Two years later, south Phoenix residents were able to secure a grant from the Environmental Protection Agency. Homes and soil were tested for contamination.
Flora's father's home was tested and was found to have high levels of chloride, lead, copper, zinc and numerous other toxins.
Many of the homes were gutted to rid them of the contamination.
Despite all this, city officials failed to inspect the other warehouses and factories surrounding the Muldrows and their neighbors.
A few blocks away, another time bomb was ticking inside the Central Garden warehouse.
Chemical fires were nothing new for Central Garden and Pet Supply.
In 1992, the same year as the second QPC fire in south Phoenix, a Central Garden warehouse in Baton Rouge, Louisiana, also caught fire.
The 1992 blaze began when Central Garden workers dropped several pallets of the pool chemical calcium hypochlorite. As the workers tried to clean up the mess, the chemical began reacting violently. The chlorine tablets finally exploded, sending a cloud of chlorine vapor over Baton Rouge. Police evacuated nearby residents.

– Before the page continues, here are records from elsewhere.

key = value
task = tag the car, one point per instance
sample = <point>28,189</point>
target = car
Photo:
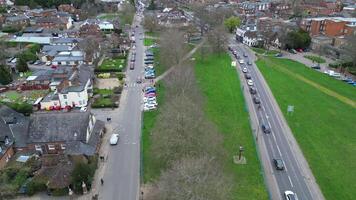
<point>266,129</point>
<point>289,195</point>
<point>253,90</point>
<point>278,163</point>
<point>248,76</point>
<point>256,100</point>
<point>114,139</point>
<point>83,109</point>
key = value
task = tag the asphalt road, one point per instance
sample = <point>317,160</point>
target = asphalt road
<point>280,143</point>
<point>122,173</point>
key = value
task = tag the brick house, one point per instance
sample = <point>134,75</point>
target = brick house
<point>13,126</point>
<point>73,133</point>
<point>329,26</point>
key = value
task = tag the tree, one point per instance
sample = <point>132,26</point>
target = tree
<point>298,39</point>
<point>231,23</point>
<point>150,23</point>
<point>194,178</point>
<point>218,39</point>
<point>5,75</point>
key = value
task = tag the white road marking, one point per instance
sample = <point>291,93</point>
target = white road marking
<point>290,180</point>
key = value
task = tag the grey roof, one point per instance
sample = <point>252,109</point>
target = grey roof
<point>58,127</point>
<point>16,132</point>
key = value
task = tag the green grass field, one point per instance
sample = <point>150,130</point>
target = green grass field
<point>151,169</point>
<point>316,59</point>
<point>323,125</point>
<point>225,106</point>
<point>265,51</point>
<point>148,41</point>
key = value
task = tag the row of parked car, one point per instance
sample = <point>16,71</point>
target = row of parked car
<point>277,162</point>
<point>150,72</point>
<point>149,98</point>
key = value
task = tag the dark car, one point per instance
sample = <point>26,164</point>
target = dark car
<point>266,129</point>
<point>253,90</point>
<point>247,76</point>
<point>256,100</point>
<point>278,163</point>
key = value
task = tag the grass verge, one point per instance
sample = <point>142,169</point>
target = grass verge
<point>226,108</point>
<point>322,124</point>
<point>151,169</point>
<point>316,59</point>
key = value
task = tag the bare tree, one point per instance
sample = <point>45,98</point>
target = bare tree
<point>173,47</point>
<point>218,39</point>
<point>150,23</point>
<point>194,179</point>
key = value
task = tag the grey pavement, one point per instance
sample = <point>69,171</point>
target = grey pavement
<point>281,143</point>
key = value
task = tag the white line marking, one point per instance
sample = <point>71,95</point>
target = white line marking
<point>290,180</point>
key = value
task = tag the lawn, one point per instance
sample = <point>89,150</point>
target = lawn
<point>265,51</point>
<point>112,65</point>
<point>148,41</point>
<point>151,169</point>
<point>225,106</point>
<point>323,124</point>
<point>316,59</point>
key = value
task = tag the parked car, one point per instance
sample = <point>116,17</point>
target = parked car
<point>256,100</point>
<point>247,76</point>
<point>266,129</point>
<point>114,139</point>
<point>290,195</point>
<point>253,90</point>
<point>278,163</point>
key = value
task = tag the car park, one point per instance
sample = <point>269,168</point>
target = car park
<point>266,129</point>
<point>256,100</point>
<point>247,76</point>
<point>289,195</point>
<point>114,139</point>
<point>278,163</point>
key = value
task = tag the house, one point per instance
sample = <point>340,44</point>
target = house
<point>69,133</point>
<point>13,128</point>
<point>17,21</point>
<point>329,26</point>
<point>71,58</point>
<point>76,92</point>
<point>65,41</point>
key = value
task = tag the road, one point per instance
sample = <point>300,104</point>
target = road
<point>296,176</point>
<point>122,172</point>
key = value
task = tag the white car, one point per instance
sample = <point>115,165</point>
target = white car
<point>114,139</point>
<point>290,195</point>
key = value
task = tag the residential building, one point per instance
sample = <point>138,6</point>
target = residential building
<point>329,26</point>
<point>72,133</point>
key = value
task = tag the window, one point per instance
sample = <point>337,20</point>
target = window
<point>38,148</point>
<point>51,147</point>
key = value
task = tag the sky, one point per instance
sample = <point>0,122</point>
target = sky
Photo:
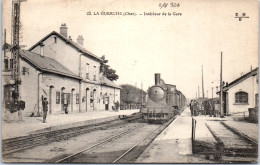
<point>138,46</point>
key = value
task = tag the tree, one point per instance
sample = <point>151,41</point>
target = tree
<point>107,71</point>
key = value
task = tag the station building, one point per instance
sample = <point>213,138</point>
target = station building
<point>241,94</point>
<point>66,74</point>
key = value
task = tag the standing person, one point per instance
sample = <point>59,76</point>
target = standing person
<point>191,107</point>
<point>45,109</point>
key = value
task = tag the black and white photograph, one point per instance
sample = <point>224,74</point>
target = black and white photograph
<point>129,81</point>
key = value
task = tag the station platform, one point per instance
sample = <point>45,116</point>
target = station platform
<point>174,144</point>
<point>31,125</point>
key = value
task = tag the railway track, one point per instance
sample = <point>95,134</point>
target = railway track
<point>13,145</point>
<point>124,147</point>
<point>230,142</point>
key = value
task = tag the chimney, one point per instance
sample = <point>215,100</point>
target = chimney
<point>64,30</point>
<point>157,77</point>
<point>42,49</point>
<point>80,40</point>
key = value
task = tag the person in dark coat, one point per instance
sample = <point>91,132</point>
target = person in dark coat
<point>191,107</point>
<point>45,109</point>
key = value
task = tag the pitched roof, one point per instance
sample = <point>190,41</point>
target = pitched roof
<point>240,79</point>
<point>72,43</point>
<point>105,81</point>
<point>47,64</point>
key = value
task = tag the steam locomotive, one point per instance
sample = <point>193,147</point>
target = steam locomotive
<point>163,102</point>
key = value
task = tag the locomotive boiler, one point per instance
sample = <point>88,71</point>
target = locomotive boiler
<point>163,102</point>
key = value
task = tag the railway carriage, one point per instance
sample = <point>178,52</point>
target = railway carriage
<point>163,102</point>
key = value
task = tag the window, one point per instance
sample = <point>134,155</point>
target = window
<point>241,98</point>
<point>77,98</point>
<point>57,97</point>
<point>87,71</point>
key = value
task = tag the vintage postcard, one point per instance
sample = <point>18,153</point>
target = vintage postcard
<point>129,81</point>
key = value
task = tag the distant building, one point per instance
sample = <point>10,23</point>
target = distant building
<point>241,94</point>
<point>66,73</point>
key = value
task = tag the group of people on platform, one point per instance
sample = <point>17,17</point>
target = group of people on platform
<point>204,108</point>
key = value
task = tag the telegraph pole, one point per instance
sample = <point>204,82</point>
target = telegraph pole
<point>212,92</point>
<point>198,91</point>
<point>221,90</point>
<point>142,93</point>
<point>202,83</point>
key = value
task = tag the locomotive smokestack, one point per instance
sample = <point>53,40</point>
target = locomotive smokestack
<point>157,77</point>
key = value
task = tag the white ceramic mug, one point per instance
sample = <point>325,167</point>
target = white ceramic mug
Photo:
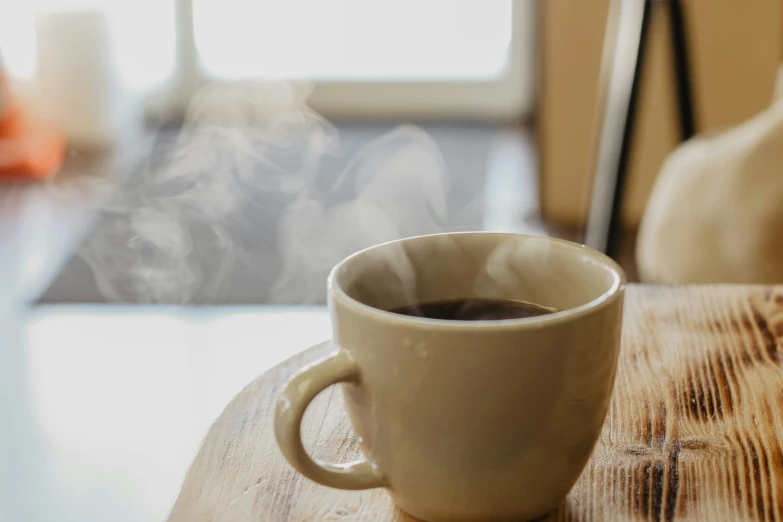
<point>466,420</point>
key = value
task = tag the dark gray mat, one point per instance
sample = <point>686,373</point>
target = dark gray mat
<point>240,260</point>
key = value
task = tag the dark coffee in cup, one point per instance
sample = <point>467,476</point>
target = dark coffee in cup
<point>474,309</point>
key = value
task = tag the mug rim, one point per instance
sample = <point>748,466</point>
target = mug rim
<point>337,293</point>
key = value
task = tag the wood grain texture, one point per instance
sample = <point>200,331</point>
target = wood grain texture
<point>693,433</point>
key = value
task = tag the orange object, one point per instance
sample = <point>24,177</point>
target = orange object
<point>28,149</point>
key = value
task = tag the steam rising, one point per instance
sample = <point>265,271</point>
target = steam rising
<point>248,163</point>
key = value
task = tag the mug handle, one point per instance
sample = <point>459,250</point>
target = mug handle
<point>300,390</point>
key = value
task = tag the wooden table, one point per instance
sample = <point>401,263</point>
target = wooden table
<point>694,431</point>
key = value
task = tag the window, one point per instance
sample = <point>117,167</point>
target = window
<point>366,58</point>
<point>377,58</point>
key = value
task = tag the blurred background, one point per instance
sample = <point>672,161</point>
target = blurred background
<point>226,153</point>
<point>513,93</point>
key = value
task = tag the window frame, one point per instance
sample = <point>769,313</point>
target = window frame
<point>510,97</point>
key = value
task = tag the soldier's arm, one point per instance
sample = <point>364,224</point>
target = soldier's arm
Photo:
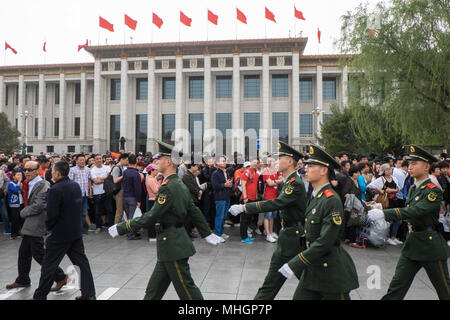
<point>284,199</point>
<point>329,233</point>
<point>430,202</point>
<point>199,221</point>
<point>160,207</point>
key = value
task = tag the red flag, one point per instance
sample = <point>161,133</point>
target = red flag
<point>7,46</point>
<point>81,46</point>
<point>298,14</point>
<point>185,19</point>
<point>241,16</point>
<point>212,17</point>
<point>157,21</point>
<point>270,15</point>
<point>130,22</point>
<point>105,24</point>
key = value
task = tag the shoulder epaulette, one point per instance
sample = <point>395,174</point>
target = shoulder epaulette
<point>328,193</point>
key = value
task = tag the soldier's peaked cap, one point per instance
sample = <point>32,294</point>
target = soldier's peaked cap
<point>416,153</point>
<point>321,157</point>
<point>285,150</point>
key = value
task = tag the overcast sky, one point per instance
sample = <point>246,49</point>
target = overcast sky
<point>26,24</point>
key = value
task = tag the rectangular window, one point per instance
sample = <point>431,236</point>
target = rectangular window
<point>223,123</point>
<point>280,85</point>
<point>280,121</point>
<point>141,133</point>
<point>196,87</point>
<point>114,133</point>
<point>57,94</point>
<point>77,127</point>
<point>168,126</point>
<point>251,86</point>
<point>36,127</point>
<point>141,89</point>
<point>77,93</point>
<point>115,89</point>
<point>224,87</point>
<point>306,125</point>
<point>306,89</point>
<point>329,88</point>
<point>56,127</point>
<point>169,88</point>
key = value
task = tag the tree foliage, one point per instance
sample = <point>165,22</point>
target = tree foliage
<point>400,84</point>
<point>9,136</point>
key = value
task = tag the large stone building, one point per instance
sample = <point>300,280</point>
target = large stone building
<point>143,92</point>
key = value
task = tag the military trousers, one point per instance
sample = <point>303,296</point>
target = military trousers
<point>176,272</point>
<point>274,280</point>
<point>306,294</point>
<point>407,269</point>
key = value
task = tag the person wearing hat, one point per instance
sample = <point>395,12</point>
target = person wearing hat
<point>172,207</point>
<point>291,202</point>
<point>325,270</point>
<point>424,246</point>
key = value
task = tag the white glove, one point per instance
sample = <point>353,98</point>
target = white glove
<point>212,239</point>
<point>375,214</point>
<point>113,231</point>
<point>236,209</point>
<point>286,271</point>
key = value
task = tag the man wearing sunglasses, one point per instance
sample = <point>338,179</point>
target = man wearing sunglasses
<point>34,230</point>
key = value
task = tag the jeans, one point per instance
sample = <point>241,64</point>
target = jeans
<point>4,214</point>
<point>221,213</point>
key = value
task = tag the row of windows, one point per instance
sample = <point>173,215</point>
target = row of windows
<point>224,87</point>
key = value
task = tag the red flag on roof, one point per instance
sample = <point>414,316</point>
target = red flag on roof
<point>241,16</point>
<point>130,22</point>
<point>185,19</point>
<point>298,14</point>
<point>103,23</point>
<point>270,15</point>
<point>7,46</point>
<point>212,17</point>
<point>157,21</point>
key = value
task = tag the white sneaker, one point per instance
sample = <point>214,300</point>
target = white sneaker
<point>391,242</point>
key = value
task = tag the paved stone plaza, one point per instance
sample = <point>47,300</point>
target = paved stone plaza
<point>229,271</point>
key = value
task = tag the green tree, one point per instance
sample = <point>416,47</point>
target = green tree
<point>9,136</point>
<point>402,69</point>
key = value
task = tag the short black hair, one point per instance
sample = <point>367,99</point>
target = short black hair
<point>62,167</point>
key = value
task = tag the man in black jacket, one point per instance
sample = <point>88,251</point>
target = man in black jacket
<point>65,234</point>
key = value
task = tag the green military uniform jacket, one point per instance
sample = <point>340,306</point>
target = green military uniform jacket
<point>291,203</point>
<point>422,211</point>
<point>172,206</point>
<point>326,266</point>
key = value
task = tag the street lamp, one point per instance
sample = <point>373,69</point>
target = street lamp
<point>25,115</point>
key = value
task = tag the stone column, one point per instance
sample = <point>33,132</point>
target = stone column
<point>42,93</point>
<point>152,113</point>
<point>83,106</point>
<point>295,113</point>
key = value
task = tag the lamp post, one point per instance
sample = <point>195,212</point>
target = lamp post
<point>25,115</point>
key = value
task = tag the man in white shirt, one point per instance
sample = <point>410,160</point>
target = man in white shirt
<point>102,203</point>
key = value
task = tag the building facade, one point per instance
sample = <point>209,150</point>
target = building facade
<point>145,92</point>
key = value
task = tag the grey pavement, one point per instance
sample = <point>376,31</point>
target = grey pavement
<point>228,271</point>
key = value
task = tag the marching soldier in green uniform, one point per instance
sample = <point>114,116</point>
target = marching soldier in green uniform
<point>424,246</point>
<point>326,271</point>
<point>292,204</point>
<point>174,247</point>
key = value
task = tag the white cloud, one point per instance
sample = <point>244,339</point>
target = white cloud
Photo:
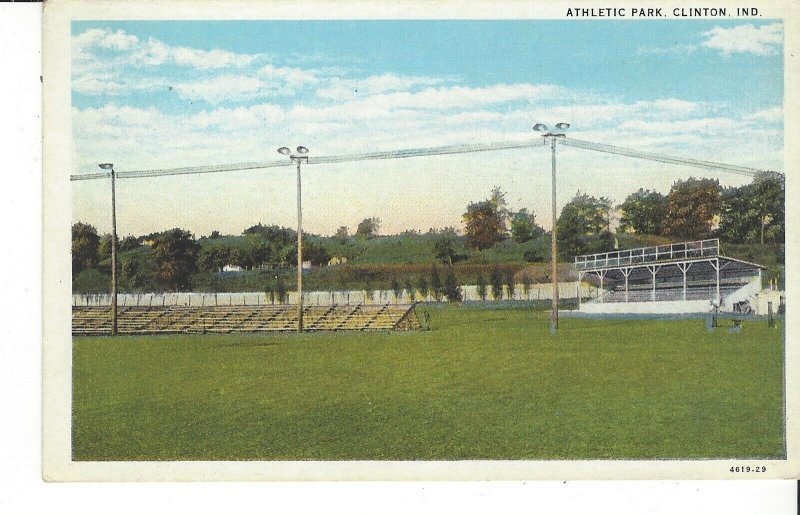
<point>204,60</point>
<point>152,52</point>
<point>292,77</point>
<point>764,40</point>
<point>769,115</point>
<point>700,125</point>
<point>222,88</point>
<point>349,89</point>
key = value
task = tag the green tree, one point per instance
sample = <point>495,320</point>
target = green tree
<point>85,242</point>
<point>691,208</point>
<point>422,285</point>
<point>770,200</point>
<point>104,247</point>
<point>128,243</point>
<point>436,283</point>
<point>643,212</point>
<point>754,212</point>
<point>134,274</point>
<point>451,288</point>
<point>410,290</point>
<point>481,286</point>
<point>175,252</point>
<point>524,227</point>
<point>316,253</point>
<point>280,289</point>
<point>485,224</point>
<point>368,227</point>
<point>444,250</point>
<point>213,257</point>
<point>91,280</point>
<point>526,283</point>
<point>582,223</point>
<point>342,235</point>
<point>394,285</point>
<point>496,280</point>
<point>510,283</point>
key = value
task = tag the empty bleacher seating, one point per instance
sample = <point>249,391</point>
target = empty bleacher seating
<point>96,320</point>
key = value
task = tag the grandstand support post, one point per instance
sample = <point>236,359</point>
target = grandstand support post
<point>653,269</point>
<point>601,274</point>
<point>553,136</point>
<point>626,272</point>
<point>298,158</point>
<point>684,268</point>
<point>554,243</point>
<point>110,167</point>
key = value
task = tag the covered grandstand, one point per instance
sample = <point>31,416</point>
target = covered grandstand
<point>686,277</point>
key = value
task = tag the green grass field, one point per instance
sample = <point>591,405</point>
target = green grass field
<point>482,384</point>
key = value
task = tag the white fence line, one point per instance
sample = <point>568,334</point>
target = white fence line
<point>567,290</point>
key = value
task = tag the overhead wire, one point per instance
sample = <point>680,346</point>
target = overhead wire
<point>661,158</point>
<point>422,152</point>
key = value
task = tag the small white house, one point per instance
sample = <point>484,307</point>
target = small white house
<point>764,298</point>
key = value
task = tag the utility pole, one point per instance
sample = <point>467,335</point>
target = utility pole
<point>109,166</point>
<point>554,243</point>
<point>553,136</point>
<point>299,159</point>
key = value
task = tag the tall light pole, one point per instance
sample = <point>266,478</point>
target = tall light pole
<point>110,166</point>
<point>553,137</point>
<point>298,158</point>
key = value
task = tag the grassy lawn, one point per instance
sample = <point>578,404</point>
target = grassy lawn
<point>483,384</point>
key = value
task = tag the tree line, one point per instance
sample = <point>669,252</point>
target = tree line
<point>695,208</point>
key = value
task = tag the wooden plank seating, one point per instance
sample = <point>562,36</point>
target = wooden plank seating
<point>96,320</point>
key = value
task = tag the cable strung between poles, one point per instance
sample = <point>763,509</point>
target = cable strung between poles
<point>422,152</point>
<point>661,158</point>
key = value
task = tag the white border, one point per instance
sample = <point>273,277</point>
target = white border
<point>57,319</point>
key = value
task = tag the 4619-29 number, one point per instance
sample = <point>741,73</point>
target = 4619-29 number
<point>748,468</point>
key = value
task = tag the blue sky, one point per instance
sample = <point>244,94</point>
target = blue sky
<point>162,94</point>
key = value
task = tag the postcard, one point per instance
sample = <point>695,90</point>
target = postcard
<point>403,240</point>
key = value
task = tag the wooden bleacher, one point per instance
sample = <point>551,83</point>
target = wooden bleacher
<point>96,320</point>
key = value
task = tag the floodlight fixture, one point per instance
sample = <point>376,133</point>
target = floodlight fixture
<point>298,158</point>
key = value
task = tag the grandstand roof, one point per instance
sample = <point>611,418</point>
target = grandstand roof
<point>695,253</point>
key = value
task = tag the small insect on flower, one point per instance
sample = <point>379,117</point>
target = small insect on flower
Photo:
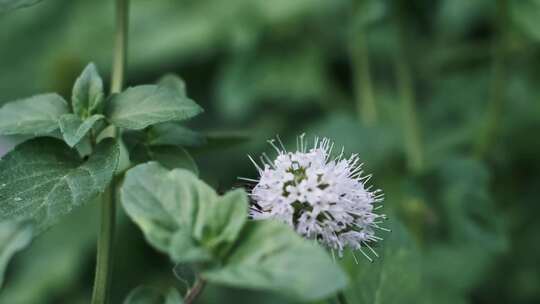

Phoenix and Arizona environmental officials didn't know about the 1992 fire until earlier this year.
In fact, they knew next to nothing about Central Garden's activities.
By August 2000, Central Garden's Phoenix warehouse was brimming with deadly poisons. The company's inventory included dozens of chemicals on the federal CERCLA Hazardous Chemicals list and the EPCRA Extremely Hazardous Substances list. Many of the chemicals are the most hazardous used in industry today.
Besides calcium hypochlorite, the warehouse held diazenon, malathion, 2,4-D and Dursban.
Yet Central Garden failed to report to the city the extent of the chemicals it was storing.
Central Garden and Pet Supply officials refused to speak about the August 2000 fire. Central Garden no longer has a warehouse in the Valley, according to the company's spokesman.
On the morning of August 2, 2000, Central Garden employees began smelling a heavy chlorine odor in the warehouse. Workers determined the odor was coming from pallets stacked with five-gallon plastic buckets full of trichloro chlorine tablets. A supervisor ordered workers to move the chlorine tablets outside the warehouse.
Early that afternoon, believing the chemicals had been properly ventilated, they moved the trichloro tablets back into the warehouse.
At 3:50 p.m., the last Central Garden employee left the building. The building still smelled of chlorine, the man told fire investigators. The man set the warehouse alarm and drove home.
Over the next hour, the chemicals apparently began to react violently, much as they had in the 1992 fire in Louisiana.
At 5:02 p.m., alarms sounded and smoke began rolling from the building. The fire quickly overwhelmed the warehouse's sprinkler system.